Hello, Trying to copy 70 million rows into a snapshot table. The data comes from multiple tables. The process taking about four hours to generate around 70 million records.
The table receiving the data has indexes, including a large composite key, so inserting takes several hours. If I remove the indexes the insert takes under an hour but to rebuild the indexes takes almost two hours.
I know there must be a better way, but I have a mind block about it.
Are you also "removing" and recreating the Clustered index? If so might be worth trying with clustered index in place, and then adding the secondary indexes afterwards.
My only other thought is to add the rows in clustered key index order. I don't know if this is possible, or even necessary, using INSERT (e.g. if you just add an ORDER BY to the SELECT part of the INSERT) and I am just basing my thought on the fact that BCP etc. has a hint to indicate that the data being bulk-imported is pre-sorted in clustered index order
I suggest first bulk-loading the 70M rows into a staging table with exactly the same columns, except no identity column. Also exactly the same clustered index, but do NOT create any nonclustered indexes on the staging table. For max speed, you could put the staging table in tempdb.
Then load the staging table into the main table in fairly large batches, say 1M or 2M rows.
Sorry, I didn't write it clearly enough. You do not need an identity column. Create a table that is identical to the existing to do the initial load into:
SELECT TOP (0) *
INTO tempdb.dbo.snapshot_table_staging
FROM maindb.dbo.snapshot_table
CREATE CLUSTERED INDEX snapshot_table_staging__CL ON tempdb.dbo.snapshot_table_staging ( <same_key_column(s)_as_on_main_table>)
INSERT INTO tempdb.dbo.snapshot_table_staging
SELECT ...
FROM <multiple_tables>
Then copy rows in chunks from staging to the main table,in clustered key order.
Thanks. What I did was create a loop copying 1M at a time then delete them from the temp table using the OUTPUT command from INSERT and the clustered index columns.
Yes. For performance, the critical thing is to do it in clustered key sequence. It's much easier if the clustering key is unique, but it's doable even if it's not.
Why is this two-step process (all to Staging, then in batches to Actual Table) more performant than "all to Actual Table"?
Would selecting from the "multiple tables" with a sliding window / paging offset achieve the same thing as "inserting in batches" (without having to populate the staging table first)?
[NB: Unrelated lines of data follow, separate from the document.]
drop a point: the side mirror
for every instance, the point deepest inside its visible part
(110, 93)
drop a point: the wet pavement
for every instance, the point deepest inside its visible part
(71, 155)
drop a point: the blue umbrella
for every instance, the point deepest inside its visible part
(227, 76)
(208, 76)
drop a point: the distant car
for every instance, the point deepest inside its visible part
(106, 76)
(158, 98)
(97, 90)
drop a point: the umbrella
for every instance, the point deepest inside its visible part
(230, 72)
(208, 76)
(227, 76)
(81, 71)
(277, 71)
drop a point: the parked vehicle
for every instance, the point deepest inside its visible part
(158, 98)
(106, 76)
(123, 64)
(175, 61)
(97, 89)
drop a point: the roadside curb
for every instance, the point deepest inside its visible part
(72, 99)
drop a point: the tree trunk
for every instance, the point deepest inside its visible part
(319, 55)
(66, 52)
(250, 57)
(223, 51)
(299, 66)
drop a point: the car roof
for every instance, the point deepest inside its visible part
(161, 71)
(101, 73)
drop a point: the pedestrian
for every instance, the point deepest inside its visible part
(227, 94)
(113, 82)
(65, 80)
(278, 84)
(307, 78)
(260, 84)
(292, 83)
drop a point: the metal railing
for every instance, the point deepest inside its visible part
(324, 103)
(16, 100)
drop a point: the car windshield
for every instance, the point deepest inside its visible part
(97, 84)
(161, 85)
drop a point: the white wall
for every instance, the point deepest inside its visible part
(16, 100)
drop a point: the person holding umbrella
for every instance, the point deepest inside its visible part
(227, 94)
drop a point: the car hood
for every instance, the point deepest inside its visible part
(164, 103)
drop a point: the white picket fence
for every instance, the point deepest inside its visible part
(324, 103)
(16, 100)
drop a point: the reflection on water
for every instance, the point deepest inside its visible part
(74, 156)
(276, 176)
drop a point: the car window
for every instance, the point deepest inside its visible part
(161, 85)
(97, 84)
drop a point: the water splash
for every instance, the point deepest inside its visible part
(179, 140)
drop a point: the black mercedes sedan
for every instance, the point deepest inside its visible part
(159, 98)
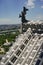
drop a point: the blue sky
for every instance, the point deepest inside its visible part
(10, 10)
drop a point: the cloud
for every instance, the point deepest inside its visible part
(39, 17)
(4, 21)
(30, 3)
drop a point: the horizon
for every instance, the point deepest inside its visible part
(10, 10)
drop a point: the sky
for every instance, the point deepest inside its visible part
(10, 10)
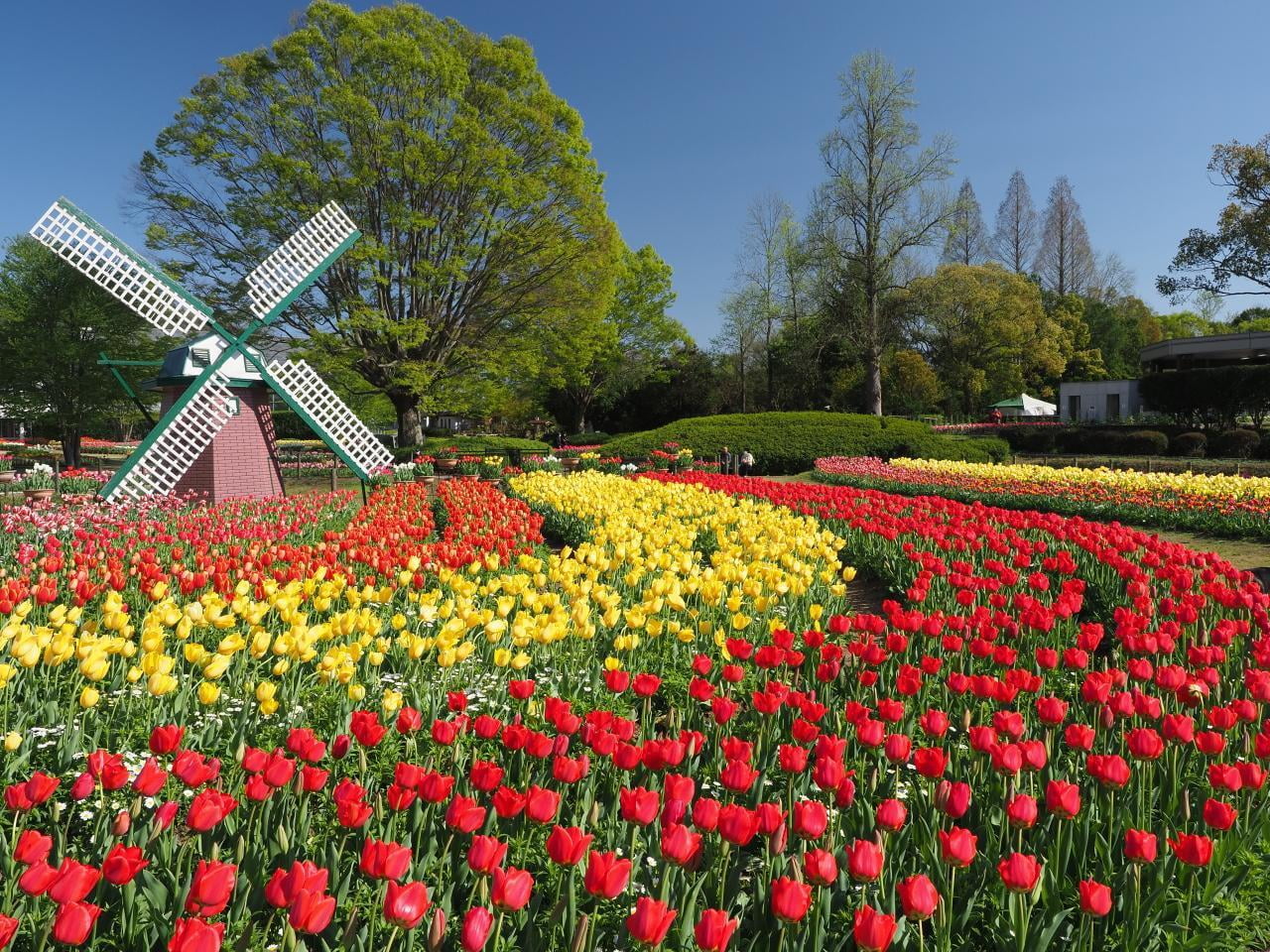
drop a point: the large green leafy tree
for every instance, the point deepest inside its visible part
(1234, 257)
(883, 199)
(985, 333)
(629, 347)
(475, 189)
(54, 325)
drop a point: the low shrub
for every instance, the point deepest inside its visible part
(1234, 444)
(1189, 444)
(1142, 443)
(790, 442)
(587, 438)
(471, 445)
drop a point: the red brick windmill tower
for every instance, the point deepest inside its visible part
(243, 458)
(216, 431)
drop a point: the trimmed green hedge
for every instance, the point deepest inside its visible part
(790, 442)
(472, 445)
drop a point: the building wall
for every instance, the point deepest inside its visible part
(1097, 400)
(243, 458)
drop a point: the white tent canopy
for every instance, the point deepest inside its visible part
(1025, 405)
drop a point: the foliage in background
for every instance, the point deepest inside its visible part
(481, 208)
(54, 324)
(790, 442)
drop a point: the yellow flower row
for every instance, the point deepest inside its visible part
(1210, 485)
(663, 560)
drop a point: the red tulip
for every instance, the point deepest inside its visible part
(606, 875)
(1095, 897)
(680, 844)
(32, 847)
(122, 864)
(477, 924)
(73, 921)
(150, 778)
(73, 881)
(1064, 798)
(465, 814)
(714, 930)
(873, 930)
(957, 847)
(195, 936)
(211, 889)
(485, 855)
(286, 885)
(1192, 848)
(890, 815)
(1021, 811)
(864, 861)
(541, 805)
(37, 879)
(1019, 873)
(919, 897)
(312, 911)
(405, 904)
(1219, 815)
(166, 738)
(651, 920)
(1139, 847)
(811, 819)
(820, 867)
(567, 846)
(512, 889)
(790, 898)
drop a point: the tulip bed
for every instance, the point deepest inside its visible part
(1234, 507)
(599, 712)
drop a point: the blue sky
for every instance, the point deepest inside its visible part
(695, 108)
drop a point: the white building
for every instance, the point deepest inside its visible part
(1098, 402)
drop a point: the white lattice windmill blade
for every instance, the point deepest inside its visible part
(300, 261)
(314, 400)
(121, 271)
(187, 429)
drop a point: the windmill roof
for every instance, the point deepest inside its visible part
(186, 362)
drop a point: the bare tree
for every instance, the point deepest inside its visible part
(740, 338)
(880, 199)
(1015, 238)
(1065, 261)
(763, 270)
(1112, 280)
(966, 240)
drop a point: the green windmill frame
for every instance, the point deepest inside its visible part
(197, 416)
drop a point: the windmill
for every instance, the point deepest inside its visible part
(202, 404)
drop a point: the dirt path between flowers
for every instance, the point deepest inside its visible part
(1242, 553)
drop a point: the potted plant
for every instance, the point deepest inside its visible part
(39, 483)
(447, 461)
(492, 468)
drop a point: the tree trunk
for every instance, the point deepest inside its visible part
(409, 428)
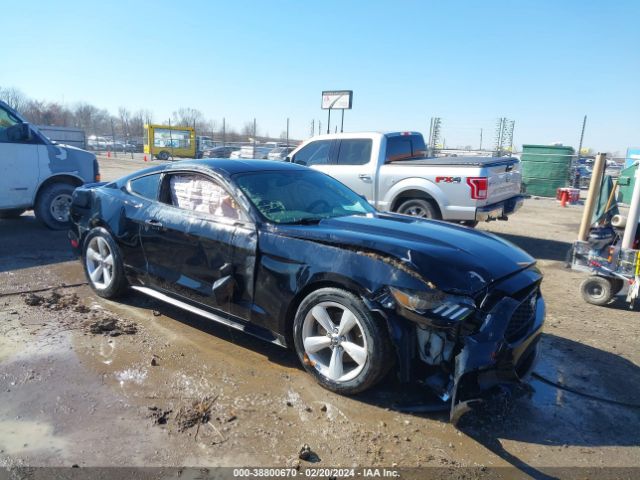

is you use bulk insert like @Kristen example or use insert line by line like INSERT INTO TargetTable(Col1, Col2, ...)values(val1,val2)
and cursor ?
you must use bulk insert
let we see example of your insert query
Thanks
How are you handling the LOOP? For me it would be critical that there was almost-zero-effort in "finding" the rows for the next batch. So I aim for this:
FROM MySourceTable AS S
WHERE S.MyClusteredIndexKey >= @StartPoint
AND S.MyClusteredIndexKey < @EndPoint
because this is really easy for SQL to do I definitely don't have anything in the WHERE clause that does a NOT EXISTS or anything like that (to find the start point, based on what has already copied)
When we bulk-delete stale rows I do something like
SELECT [T_ID] = IDENTITY(int, 1, 1),
MyClusteredIndexKey
INTO #temp
WHERE ... any selection criteria I need ...
ORDER BY MyClusteredIndexKey
My #'TEMP table is then in clustered key order and I can use the IDENTITY column to "page" the #TEMP table.
I can then easily do
DELETE D
FROM #TEMP AS T
JOIN MyRealTable AS D
D.MyClusteredIndexKey = T.MyClusteredIndexKey
WHERE T_ID >= @StartPoint
AND T_ID < @EndPoint
and then I can "slide" the @Start and @EndPoint to the next "page". All the deletes, in each batch, are tightly-grouped in Clustered Index Order - so should be more efficient than "jumping around all over the place"!!
I'm sure you know, and are doing, all this so just mentioning it Belt & Braces
Is this a full load? If yes and in case the schema of the staging table is exactly same as the destination table, maybe you can try switching the data from source to destination.